New initiative to improve food security amid climate crisis

New initiative to improve food security amid climate crisis
28 November 2022

University World News reports, Egypt’s COP27 Presidency and the Food and Agriculture Organization (FAO) launched the Food and Agriculture for Sustainable Transformation (FAST) initiative to transform agrifood systems with the aim of improving food security in the world’s most vulnerable communities.

The FAST initiative was launched by El Sayyed Al Quseir, Egypt’s agriculture and land reclamation minister, as part of the activities of ‘Agriculture and Adaptation Day’ held on the sidelines of the 27th session of the United Nations Conference on Climate Change (COP27) which took place in the Egyptian Red Sea city of Sharm El-Sheikh from 6 to 20 November.

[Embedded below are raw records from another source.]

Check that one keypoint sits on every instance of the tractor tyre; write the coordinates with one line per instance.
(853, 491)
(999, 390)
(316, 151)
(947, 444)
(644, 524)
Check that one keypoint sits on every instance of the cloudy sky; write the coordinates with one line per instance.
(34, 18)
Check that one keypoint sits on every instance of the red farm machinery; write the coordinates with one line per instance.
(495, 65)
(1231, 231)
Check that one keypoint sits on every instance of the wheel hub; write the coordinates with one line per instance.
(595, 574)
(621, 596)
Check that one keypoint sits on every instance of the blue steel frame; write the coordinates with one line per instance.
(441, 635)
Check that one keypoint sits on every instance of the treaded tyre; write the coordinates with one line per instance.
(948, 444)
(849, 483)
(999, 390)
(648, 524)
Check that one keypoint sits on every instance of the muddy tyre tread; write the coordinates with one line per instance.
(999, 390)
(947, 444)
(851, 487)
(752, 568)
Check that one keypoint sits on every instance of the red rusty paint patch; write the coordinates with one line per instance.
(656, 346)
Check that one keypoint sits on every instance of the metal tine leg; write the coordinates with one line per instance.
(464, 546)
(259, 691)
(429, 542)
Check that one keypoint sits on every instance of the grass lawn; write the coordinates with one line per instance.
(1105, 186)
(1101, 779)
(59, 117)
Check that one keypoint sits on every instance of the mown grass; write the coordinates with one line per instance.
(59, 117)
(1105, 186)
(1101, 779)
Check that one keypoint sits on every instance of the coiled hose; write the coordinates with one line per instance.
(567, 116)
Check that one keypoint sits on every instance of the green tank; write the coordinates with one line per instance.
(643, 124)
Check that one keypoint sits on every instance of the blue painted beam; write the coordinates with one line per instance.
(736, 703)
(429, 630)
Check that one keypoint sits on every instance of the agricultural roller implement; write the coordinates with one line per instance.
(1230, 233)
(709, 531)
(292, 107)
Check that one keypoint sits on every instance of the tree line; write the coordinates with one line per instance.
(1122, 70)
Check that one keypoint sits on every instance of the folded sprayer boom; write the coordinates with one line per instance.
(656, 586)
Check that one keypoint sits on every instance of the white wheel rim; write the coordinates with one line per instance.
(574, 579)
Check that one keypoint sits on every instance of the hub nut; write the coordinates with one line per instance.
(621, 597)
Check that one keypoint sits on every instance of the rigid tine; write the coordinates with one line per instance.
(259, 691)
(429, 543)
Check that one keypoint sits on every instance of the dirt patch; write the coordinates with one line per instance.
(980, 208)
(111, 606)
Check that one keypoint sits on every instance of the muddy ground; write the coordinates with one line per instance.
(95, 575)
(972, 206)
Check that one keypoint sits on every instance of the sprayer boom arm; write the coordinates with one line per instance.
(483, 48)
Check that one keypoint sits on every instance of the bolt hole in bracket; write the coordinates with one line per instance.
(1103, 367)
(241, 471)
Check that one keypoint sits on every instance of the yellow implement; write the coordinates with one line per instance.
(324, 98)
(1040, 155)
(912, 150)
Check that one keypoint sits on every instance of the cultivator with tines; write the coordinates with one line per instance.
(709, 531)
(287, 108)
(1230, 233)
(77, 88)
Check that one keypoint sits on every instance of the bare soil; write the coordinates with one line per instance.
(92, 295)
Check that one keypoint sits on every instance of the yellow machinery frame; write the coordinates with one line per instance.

UNESCO Science Prize laureate, Atta-ur-Rahman, the former coordinator general of the Standing Committee on Scientific and Technological Cooperation of the 57 member states of the Organisation of Islamic Cooperation, which has 22 African member countries, told University World News: “It is strongly recommended that the FAST initiative should closely collaborate with FaST, or Farm Sustainability Tool, launched in the European Union to prevent duplication and avoid ‘reinventing the wheel’, and the organisations can work together to achieve common goals and objectives in their respective regions”. FaST is an EU-supported digital service platform where capabilities for agriculture are made available to farmers, EU member state agencies, farm advisers and researchers.

Professor Ahmed Attia, the head of faculty affairs at the faculty of medical technology at the University of Tripoli in Libya, told University World News that the FAST initiative must help universities across the world to establish institutes or centres of food security and the environment to help governments to identify the current challenges, review the food insecurity problems from different perspectives and propose ways or solutions to address the problems of food systems and the challenge of feeding the exponentially growing population.

Besides enhancing countries’ capacities to identify and increase access to climate finance and investment, the priorities for FAST also include supporting knowledge and capacity-building, as well as developing policy support and dialogue. In addition, the FAST initiative will focus on ensuring that agrifood systems are fully embedded and given the necessary priority and importance in climate change policies. It has also been suggested that, in the context of the FAST initiative, universities in Africa should revise, adapt, and expand their curricula to build adequate skills to fill the gaps between skills and needed jobs.